On l’entend même proférer cette insulte suprême à la laïcité :

« Dans la transmission des valeurs et dans l’apprentissage de la différence entre le bien et le mal, l’instituteur ne pourra jamais remplacer le curé ou le pasteur ».

François Hollande, lui, accepte le titre en précisant bien « par tradition », mais se garde bien d’aller se montrer à Rome et de prendre voix au chapitre.







Et Macron ?


Sollicité par les voix chapitrales et romaines, Emmanuel Macron répond qu’il accepte le titre de chanoine de Latran, mais il ne dit pas encore très clairement s’il ira à Rome ou pas.
Certains journaux (le Figaro, le Point) écrivent qu’il hésite, d’autres (La Croix, Familles Chrétiennes) le voient déjà officiellement installé dans la stalle romaine.

Il pourrait opter pour la solution de « ne pas le faire exprès ». Il y a déjà un moment qu’Emmanuel Macron a déclaré souhaiter rencontrer le pape.

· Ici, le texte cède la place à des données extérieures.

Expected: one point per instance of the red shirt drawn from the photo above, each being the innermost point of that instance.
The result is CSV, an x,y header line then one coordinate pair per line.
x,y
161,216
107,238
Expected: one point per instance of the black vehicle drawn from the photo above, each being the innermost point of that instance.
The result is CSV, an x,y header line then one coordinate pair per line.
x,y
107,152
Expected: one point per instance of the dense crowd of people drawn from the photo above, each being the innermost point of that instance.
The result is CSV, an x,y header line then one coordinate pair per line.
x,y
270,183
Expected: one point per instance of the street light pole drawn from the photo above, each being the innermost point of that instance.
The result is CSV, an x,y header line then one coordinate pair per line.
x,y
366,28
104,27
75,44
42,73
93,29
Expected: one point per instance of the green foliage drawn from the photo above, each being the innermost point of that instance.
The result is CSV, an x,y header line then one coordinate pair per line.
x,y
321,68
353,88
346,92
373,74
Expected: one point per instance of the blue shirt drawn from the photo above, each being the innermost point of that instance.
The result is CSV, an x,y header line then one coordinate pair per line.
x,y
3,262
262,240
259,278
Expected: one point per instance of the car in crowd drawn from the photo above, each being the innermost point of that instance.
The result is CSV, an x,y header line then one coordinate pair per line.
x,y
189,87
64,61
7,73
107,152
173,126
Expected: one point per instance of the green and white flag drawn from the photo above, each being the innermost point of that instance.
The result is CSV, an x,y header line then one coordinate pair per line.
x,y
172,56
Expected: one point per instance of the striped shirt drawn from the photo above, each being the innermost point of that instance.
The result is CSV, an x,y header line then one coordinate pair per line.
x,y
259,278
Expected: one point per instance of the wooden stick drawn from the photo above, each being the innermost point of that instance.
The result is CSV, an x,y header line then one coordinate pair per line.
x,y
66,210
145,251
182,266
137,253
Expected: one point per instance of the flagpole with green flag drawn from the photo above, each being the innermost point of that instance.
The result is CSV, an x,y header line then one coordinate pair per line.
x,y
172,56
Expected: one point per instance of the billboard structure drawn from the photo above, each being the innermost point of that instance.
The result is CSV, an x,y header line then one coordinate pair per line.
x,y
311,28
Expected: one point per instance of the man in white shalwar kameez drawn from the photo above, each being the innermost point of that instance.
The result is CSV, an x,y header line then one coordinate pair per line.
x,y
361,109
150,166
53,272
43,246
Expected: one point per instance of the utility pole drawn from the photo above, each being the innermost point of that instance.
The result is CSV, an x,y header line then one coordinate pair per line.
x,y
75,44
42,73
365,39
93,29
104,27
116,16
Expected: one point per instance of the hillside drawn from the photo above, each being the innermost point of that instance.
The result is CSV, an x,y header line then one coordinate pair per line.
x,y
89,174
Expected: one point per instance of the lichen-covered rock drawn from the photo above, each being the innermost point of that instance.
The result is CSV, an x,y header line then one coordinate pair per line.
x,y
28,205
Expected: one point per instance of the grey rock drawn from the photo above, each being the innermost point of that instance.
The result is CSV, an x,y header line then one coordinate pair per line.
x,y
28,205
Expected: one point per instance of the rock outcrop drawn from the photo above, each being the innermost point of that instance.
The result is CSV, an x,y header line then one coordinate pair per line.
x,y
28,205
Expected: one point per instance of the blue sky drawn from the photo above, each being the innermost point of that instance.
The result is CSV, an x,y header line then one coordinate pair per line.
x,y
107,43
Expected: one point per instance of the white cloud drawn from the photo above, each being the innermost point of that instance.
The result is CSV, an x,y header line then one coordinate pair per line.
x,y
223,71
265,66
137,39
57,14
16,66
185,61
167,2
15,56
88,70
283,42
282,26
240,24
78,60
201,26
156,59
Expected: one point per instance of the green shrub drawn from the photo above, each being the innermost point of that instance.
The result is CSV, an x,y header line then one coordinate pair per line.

La date et les conditions de cette entrevue n’ont pas encore été décidées, mais ce pourrait être « à l’occasion » d’une visite à Rome que le méprisant de la république pourrait « au passage » aller poser son séant dans la stalle capitulaire qui lui est réservée.


Pour être « valable », cette cérémonie doit avoir lieu en décembre, qui est l’anniversaire traditionnel de la dévolution du siège du chapitre au pouvoir français.
Si l’onction n’avait pas lieu en décembre, Jupiter pourrait argumenter de ce décalage calendaire un « caractère symbolique et traditionnel » qui atténuerait le caractère de soumission que contient le protocole..

Attendons pour voir. Après avoir essayé d’être "en même temps" de droite et de gauche, il est bien capable de vouloir être "en même temps" à la fois laïc et cul-bénit.